The mistake of the previous Oireachtas committee, which was chaired by Hildegarde Naughton and included Green Party leader Eamon Ryan, was to go too big on its recommendations, almost as if they were genuinely trying to solve the problem. Get Revenue to take responsibility for TV licence fee collection? It made sense for believers in public media, and yet it was simultaneously far too radical. Allow RTÉ and TG4 to charge pay-TV companies for carrying their channels? Again, this looked logical from some perspectives, but would have involved far too much feather-ruffling to actually endorse.
This time round, it seems as if the perennially-oversubscribed Sound & Vision scheme run by the Broadcasting Authority of Ireland (BAI) will be the football plonked on the centre of the negotiating table for consideration. Because it is much easier for the Government to tinker with the destination of a small portion of licence-fee receipts than it is to redefine the licence fee itself, the Sound & Vision funding scheme is an attractive target for reform.
Top-slicing
The scheme is the largest element of the BAI’s Broadcast Fund, to which 7 per cent of licence-fee receipts are allocated every year. Moves to extend such licence fee “top-slicing” have in the past been used by governments in various countries to put manners on public service broadcasters, but they also reflect the fact that it is not the 1960s anymore, and much of what we see on screen isn’t made in-house, but by independent production companies that don’t want to be over-reliant on one or two clients.

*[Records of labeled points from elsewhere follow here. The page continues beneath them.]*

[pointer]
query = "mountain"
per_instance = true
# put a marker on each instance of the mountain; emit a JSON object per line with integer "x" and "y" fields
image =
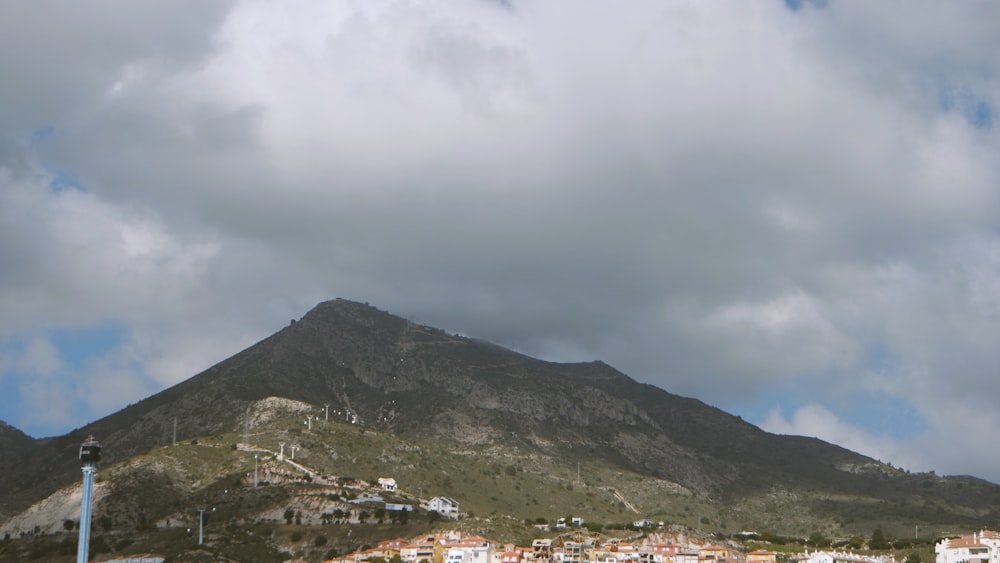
{"x": 424, "y": 385}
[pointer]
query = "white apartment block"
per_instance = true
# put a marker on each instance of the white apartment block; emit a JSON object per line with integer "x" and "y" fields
{"x": 981, "y": 547}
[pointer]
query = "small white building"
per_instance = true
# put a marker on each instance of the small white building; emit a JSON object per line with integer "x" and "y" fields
{"x": 981, "y": 547}
{"x": 444, "y": 506}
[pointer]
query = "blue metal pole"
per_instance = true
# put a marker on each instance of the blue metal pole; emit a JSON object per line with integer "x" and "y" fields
{"x": 83, "y": 545}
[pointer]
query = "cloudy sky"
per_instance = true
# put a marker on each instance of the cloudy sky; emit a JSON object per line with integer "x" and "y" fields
{"x": 789, "y": 210}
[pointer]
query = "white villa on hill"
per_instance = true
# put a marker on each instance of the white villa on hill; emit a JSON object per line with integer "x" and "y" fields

Currently, the only eligible applicants to Sound & Vision are production companies with commissions from Irish television or radio stations. These commissions are often dependent on a successful application to the scheme, which is far from a given. In April, for example, the BAI announced the results of a €7.02 million distribution to 126 radio and television projects, but said the funds sought by a total of 229 applicants had arrived at €19.8 million – that round of Sound & Vision was, in other words, almost three times oversubscribed.
The external assessors had faced “difficult choices”, the BAI said. More difficult choices may lie ahead. As the Government’s press release for the Future of Media Commission takes the time to observe, Sound & Vision is “limited by statute to the broadcasting sector”. Online media outlets – including newspaper groups building up their digital presence through use of video and audio – cannot apply, and some covet that option.
Nor does it necessarily suit broadcasters that the funds are tied to slots on their linear schedule: both RTÉ and Virgin Media Television would like to be able to tap this source of support for online shorter-form content.
Ministerial move
Every intervention has a ripple effect. Earlier this year, former minister for communications Richard Bruton ordered the BAI to ringfence €2.5 million of Sound & Vision funds for direct grants to non-RTÉ radio stations to cushion them from the impact of the pandemic on their revenues and costs. For many of those stations, it was an overdue lifeline and a rare moment of recognition for their contribution to public service broadcasting. But the decision also led to uncertainty for independent television producers and their cousins in radio (often sole traders), who feared there was very little left in what was then a finite pot.
In the end, Minister for Media Catherine Martin awarded the BAI an extra €2 million in the Government’s July stimulus, with the result that Irish screen and radio producers will be rushing to complete their applications ahead of Wednesday’s noon deadline for a potentially crucial €4.5 million Sound & Vision funding round.
The lesson here is that even modest adjustments to the scheme could have substantial consequences for the viability of Irish production companies and the health and output of Irish media. But any positive dividends from reform will be slight compared to the benefits that could be yielded if the Government was more ambitious and acted to increase the absolute level of funding to the sector. Spoiler alert: it won’t.